Ein künstlichs vnd nutzlichs Kochbuch, vormahlens nie so leicht Mann vnd Frawen personen von jnen selbst zülernen ... · Augsburg (Druckort); Autor aus Dillingen · 1545
Eine Mandelform, was auch immer es sein mag, macht man so:
Zerstoße die Mandeln zunächst grob, stoße sie dann noch einmal im Mörser. Dann nimm sie in eine Reibschale, sodass es ganz wie ein dicker Teig wird. Es muss immer ein wenig Wasser zutröpfeln. Reibe es so lange, bis es sich zu Bällen zusammenfügen lässt.
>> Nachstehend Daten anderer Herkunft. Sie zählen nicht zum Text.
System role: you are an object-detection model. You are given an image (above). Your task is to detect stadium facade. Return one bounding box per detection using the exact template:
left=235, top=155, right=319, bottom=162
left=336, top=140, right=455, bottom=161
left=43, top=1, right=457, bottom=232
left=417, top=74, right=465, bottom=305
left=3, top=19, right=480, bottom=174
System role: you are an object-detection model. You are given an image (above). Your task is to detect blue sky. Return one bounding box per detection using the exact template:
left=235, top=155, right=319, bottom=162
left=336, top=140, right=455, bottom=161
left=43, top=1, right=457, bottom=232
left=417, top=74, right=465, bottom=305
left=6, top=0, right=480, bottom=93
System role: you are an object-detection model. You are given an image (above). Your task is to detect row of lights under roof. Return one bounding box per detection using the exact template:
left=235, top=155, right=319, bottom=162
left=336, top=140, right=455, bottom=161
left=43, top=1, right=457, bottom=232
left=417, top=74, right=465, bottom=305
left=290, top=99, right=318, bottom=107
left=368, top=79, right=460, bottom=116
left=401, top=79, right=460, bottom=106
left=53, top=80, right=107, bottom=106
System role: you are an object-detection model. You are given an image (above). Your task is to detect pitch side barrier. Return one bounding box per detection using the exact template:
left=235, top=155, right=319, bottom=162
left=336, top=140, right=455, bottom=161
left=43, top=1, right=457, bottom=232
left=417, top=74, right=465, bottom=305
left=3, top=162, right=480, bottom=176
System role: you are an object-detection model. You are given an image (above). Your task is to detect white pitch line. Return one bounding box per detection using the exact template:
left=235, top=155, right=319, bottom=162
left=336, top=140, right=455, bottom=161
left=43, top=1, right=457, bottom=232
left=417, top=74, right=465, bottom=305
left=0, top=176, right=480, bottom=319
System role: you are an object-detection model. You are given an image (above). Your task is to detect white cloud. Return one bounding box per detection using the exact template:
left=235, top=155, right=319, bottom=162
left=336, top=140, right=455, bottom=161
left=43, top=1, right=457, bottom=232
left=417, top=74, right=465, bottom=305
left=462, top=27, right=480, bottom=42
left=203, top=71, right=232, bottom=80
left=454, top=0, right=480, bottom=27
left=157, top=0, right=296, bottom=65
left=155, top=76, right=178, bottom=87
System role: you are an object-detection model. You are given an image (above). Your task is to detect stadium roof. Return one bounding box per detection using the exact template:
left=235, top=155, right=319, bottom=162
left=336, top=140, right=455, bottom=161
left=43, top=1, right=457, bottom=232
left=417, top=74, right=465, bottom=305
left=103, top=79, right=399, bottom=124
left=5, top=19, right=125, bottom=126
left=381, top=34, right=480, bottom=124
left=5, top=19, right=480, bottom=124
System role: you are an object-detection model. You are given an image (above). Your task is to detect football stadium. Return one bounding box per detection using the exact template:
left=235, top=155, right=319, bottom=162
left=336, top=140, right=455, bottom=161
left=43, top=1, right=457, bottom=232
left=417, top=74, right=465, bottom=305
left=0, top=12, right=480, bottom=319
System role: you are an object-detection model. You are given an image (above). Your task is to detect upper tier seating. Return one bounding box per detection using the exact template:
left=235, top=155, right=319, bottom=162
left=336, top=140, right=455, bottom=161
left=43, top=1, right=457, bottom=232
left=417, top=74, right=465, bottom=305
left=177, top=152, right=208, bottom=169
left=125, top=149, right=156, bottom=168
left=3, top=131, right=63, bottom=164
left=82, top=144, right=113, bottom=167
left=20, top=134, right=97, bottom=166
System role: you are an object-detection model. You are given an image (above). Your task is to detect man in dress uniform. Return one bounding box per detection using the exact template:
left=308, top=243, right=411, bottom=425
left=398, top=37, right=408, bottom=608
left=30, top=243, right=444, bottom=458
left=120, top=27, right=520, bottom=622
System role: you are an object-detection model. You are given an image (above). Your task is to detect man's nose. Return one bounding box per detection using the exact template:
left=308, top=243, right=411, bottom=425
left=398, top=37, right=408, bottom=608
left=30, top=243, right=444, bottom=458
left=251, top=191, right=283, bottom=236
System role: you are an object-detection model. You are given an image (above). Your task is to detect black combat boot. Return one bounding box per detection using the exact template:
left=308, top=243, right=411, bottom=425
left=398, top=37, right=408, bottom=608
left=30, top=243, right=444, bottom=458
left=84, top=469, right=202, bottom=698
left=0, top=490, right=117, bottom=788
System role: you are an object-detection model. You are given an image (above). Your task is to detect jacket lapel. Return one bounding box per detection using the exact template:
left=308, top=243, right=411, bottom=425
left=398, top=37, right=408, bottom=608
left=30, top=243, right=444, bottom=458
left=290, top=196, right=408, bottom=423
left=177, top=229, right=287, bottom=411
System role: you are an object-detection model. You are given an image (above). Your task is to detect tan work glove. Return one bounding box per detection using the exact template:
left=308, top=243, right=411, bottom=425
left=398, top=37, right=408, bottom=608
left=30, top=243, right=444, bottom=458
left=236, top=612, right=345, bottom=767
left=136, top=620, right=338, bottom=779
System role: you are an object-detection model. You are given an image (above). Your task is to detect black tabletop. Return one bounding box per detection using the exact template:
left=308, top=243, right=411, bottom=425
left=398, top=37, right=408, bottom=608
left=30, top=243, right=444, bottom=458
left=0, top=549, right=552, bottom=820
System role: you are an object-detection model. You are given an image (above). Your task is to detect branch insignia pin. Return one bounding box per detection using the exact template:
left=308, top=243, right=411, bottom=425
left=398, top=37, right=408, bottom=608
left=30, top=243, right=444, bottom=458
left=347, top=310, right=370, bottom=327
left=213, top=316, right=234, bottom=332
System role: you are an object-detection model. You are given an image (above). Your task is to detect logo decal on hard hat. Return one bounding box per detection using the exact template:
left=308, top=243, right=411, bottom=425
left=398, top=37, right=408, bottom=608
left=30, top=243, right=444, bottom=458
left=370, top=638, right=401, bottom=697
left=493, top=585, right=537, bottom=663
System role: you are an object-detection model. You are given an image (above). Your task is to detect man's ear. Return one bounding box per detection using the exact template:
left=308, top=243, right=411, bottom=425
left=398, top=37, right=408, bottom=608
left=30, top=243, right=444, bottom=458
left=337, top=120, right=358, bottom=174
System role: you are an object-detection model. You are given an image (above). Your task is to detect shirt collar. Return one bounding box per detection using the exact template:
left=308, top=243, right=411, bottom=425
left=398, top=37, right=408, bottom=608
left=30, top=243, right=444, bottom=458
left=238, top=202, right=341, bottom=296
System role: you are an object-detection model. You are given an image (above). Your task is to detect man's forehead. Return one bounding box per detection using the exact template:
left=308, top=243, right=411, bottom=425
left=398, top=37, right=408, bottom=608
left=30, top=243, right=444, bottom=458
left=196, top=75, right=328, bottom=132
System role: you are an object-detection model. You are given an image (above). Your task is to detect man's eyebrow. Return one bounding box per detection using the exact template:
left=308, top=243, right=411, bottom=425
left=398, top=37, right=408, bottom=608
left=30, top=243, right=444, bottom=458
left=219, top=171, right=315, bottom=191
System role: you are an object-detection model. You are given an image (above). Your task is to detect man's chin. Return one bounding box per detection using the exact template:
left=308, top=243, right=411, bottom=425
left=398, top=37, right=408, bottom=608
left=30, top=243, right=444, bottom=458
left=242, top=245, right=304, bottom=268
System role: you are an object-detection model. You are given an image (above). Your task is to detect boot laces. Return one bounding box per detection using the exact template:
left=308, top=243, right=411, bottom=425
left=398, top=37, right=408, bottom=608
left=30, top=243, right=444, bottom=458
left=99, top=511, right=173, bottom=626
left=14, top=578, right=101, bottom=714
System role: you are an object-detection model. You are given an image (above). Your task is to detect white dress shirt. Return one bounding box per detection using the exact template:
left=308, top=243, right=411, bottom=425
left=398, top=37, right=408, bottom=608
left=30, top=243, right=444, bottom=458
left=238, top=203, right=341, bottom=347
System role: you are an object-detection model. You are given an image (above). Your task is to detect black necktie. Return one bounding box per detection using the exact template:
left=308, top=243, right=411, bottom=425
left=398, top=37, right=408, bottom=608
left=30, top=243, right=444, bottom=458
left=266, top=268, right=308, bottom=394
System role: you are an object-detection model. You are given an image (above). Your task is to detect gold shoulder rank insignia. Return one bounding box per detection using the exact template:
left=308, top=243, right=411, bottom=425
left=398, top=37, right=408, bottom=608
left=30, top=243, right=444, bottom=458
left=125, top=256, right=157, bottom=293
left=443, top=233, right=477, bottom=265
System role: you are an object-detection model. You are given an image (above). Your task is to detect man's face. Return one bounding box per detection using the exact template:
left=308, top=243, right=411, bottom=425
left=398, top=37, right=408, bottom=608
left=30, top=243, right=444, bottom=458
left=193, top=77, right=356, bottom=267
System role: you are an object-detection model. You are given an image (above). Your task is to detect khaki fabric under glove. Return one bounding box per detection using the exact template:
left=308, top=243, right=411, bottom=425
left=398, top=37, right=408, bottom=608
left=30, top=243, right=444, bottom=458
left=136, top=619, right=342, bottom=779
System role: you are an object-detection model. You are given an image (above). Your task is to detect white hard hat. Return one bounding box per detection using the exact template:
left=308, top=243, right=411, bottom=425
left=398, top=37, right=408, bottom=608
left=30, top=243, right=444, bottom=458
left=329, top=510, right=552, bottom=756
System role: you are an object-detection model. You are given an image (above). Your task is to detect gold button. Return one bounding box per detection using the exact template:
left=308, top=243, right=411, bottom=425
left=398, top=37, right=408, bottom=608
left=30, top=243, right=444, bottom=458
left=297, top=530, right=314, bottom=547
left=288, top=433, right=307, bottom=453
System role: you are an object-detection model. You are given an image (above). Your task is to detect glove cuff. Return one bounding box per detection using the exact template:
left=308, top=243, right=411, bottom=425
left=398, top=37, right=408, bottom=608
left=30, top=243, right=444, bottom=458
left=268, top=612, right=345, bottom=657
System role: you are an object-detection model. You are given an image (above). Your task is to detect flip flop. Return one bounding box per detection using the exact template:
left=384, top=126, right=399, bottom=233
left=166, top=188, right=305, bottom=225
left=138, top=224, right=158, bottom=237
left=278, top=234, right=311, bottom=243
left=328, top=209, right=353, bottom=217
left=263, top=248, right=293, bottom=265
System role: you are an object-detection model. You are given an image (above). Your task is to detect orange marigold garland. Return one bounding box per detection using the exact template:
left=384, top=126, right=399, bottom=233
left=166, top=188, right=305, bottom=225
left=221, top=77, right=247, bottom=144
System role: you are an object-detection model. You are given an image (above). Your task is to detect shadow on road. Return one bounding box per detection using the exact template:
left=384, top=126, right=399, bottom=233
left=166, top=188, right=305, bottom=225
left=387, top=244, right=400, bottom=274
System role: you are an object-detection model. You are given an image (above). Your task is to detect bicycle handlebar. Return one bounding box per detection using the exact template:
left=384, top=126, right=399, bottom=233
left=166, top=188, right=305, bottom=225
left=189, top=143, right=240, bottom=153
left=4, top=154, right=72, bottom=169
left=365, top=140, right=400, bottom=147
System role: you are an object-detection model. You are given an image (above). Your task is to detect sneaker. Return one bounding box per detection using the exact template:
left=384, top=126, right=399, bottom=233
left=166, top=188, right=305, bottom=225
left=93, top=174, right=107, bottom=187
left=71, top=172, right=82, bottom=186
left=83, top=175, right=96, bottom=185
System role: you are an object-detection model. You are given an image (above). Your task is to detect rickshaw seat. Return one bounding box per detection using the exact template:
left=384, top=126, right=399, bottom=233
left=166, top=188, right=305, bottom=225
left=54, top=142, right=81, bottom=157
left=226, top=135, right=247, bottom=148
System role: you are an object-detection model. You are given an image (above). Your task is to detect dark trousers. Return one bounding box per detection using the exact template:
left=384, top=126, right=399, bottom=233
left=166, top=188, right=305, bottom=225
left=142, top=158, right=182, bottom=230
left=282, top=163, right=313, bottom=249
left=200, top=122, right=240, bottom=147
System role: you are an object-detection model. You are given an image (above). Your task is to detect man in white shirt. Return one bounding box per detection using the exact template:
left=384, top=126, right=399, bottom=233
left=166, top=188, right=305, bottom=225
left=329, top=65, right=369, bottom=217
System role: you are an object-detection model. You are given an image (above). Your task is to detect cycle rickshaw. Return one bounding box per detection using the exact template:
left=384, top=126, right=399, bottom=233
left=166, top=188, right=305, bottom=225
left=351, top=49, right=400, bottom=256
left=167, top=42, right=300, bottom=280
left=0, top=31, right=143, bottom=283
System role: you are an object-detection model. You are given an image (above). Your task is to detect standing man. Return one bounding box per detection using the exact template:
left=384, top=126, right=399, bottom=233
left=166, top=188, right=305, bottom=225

Solche Bälle kannst du acht Tage lang aufbewahren.
Für Mandelsuppen: Nimm die selbige geriebene Mandel, treibe sie mit Wasser ab und seihe sie, mache so eine Milch.
Für eine Mandelmilchform: Wenn du die Mandelmilch zu einer Form machen willst, treibe sie mit Wasser ab, darin Hausenblase gesotten ist, und streiche es durch ein Tuch. Man muss auf ein halbes Pfund Mandeln vier Lot Hausenblase nehmen. Wenn du es durchgestrichen hast, so gieße das Hausenblasenwasser in die Mandelmilch und siede es lange. Du musst viel Zucker darin versieden, man muss lange sieden. Wenn es gesotten ist, so tue es in einen Kessel herab und lasse es gut abkühlen, habe ich gesehen.
Dann sieh zu, dass du ein Modell hast, von Wachs abgedrückt. Es müssen zwei Teile sein. Salbe diese mit Mandelöl und binde die selbigen zwei Teile mit einem Spagat zusammen. Kehre das Oberteil unter sich. So musst du eine blecherne Scheibe haben, die in der Mitte ein Röhrchen hat. Wenn du nun die Mandel in die Form gießt, so stecke das Röhrchen in die Form, dass es nur so fest wie Fischweiß wird, damit du es in die Scheibe steckst, es fiele sonst aus der Schüssel um.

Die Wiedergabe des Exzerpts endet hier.